Email notification doesn't work

This is a worrying part, as it seems that there is a sanity check before a notification is sent out, and because it fails it does not send notifications.

Now in my case - as i’m solo - and usually have the dashboard open i do not really have complicated notifications with rules.

But my method of troubleshooting is always ‘return to basics, and test’:

Can you try and disable all existing notification-rules for now and make a new (very basic) notification via email like this:


  • replace the entry in ‘the following users’ to your user (assuming it has an email address configured)
  • replace Matched host to one host only in your monitoring. (i used a development box)

Save the rule, and then go to to the defined host / services list and find under commands the option:
image
If you do not see the option use the circle with the 3 dots, it should expand the menu and makes the option/entry visible.

When clicked you get this:
image
Do not fill in anything, just click the button ‘Critical’.

When clicked you will get a warning:
image

Just Confirm to trigger the fake status.

Then check out the debug log and check if the evaluation of the Notification viability test now passes.

If it does, then you should now also see mentions of notification being sent, and subsequently log entries in your postfix’s /var/log/maillog

  • Glowsome

Hello Glowsome,

Thank you very much for the detailed description.
I’ve done exactly that now.
Unfortunately the log files are
/var/log/maillog
/omd/sites/$MySite$/var/log/notify.log
still empty.
But that’s what there is now in the
/omd/sites/$MySite$/var/nagios/debug.log
new messages that may be helpful and point to the error.

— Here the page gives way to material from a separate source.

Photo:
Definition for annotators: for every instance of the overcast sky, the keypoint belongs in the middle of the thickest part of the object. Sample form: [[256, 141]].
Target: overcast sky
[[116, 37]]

[1695887681.627628] [032.0] [pid=108922] ** Service Notification Attempt ** Host: '$HOSTNAME$', Service: 'Postfix status', Type: 0, Options: 0, Current State: 0, Last Notification: Thu Jan  1 01:00:00 1970
[1695887681.627633] [001.0] [pid=108922] check_service_notification_viability()
[1695887681.627638] [001.0] [pid=108922] check_time_against_period()
[1695887681.627646] [001.0] [pid=108922] check_service_dependencies()
[1695887681.627654] [001.0] [pid=108922] check_host_dependencies()
[1695887681.627659] [032.0] [pid=108922] Notification viability test passed.
[1695887681.627663] [001.0] [pid=108922] create_notification_list_from_service()
[1695887681.627667] [001.0] [pid=108922] should_service_notification_be_escalated()
[1695887681.627672] [001.0] [pid=108922] check_contact_service_notification_viability()
[1695887681.627676] [001.0] [pid=108922] check_time_against_period()
[1695887681.627682] [001.0] [pid=108922] add_notification() start
[1695887681.627686] [001.0] [pid=108922] find_notification() start
[1695887681.627689] [001.0] [pid=108922] check_contact_service_notification_viability()
[1695887681.627693] [001.0] [pid=108922] check_contact_service_notification_viability()
[1695887681.627702] [001.0] [pid=108922] notify_contact_of_service()
[1695887681.627713] [001.0] [pid=108922] get_raw_command_line_r()
[1695887681.627725] [001.0] [pid=108922] process_macros_r()
[1695887681.627857] [2048.0] [pid=108922]  WARNING: An error occurred processing macro '_HOSTEC_SL'!
[1695887681.627870] [2048.0] [pid=108922]  WARNING: An error occurred processing macro '_SERVICEEC_SL'!
[1695887681.627881] [2048.0] [pid=108922]  WARNING: An error occurred processing macro '_SERVICEEC_SL'!
[1695887681.627896] [2048.0] [pid=108922]  WARNING: An error occurred processing macro '_HOSTEC_CONTACT'!
[1695887681.627911] [2048.0] [pid=108922]  WARNING: An error occurred processing macro '_SERVICEEC_CONTACT'!
[1695887681.627957] [001.0] [pid=108922] process_macros_r()
[1695887681.628006] [001.0] [pid=108922] my_system_r()

best regards
Sebastian

Well, we did get a bit further, as we now see that the “Notification viability passed”.
Still a bump in the road, as it now triggers errors further on:

[1695887681.627857] [2048.0] [pid=108922]  WARNING: An error occurred processing macro '_HOSTEC_SL'!
[1695887681.627870] [2048.0] [pid=108922]  WARNING: An error occurred processing macro '_SERVICEEC_SL'!
[1695887681.627881] [2048.0] [pid=108922]  WARNING: An error occurred processing macro '_SERVICEEC_SL'!
[1695887681.627896] [2048.0] [pid=108922]  WARNING: An error occurred processing macro '_HOSTEC_CONTACT'!
[1695887681.627911] [2048.0] [pid=108922]  WARNING: An error occurred processing macro '_SERVICEEC_CONTACT'!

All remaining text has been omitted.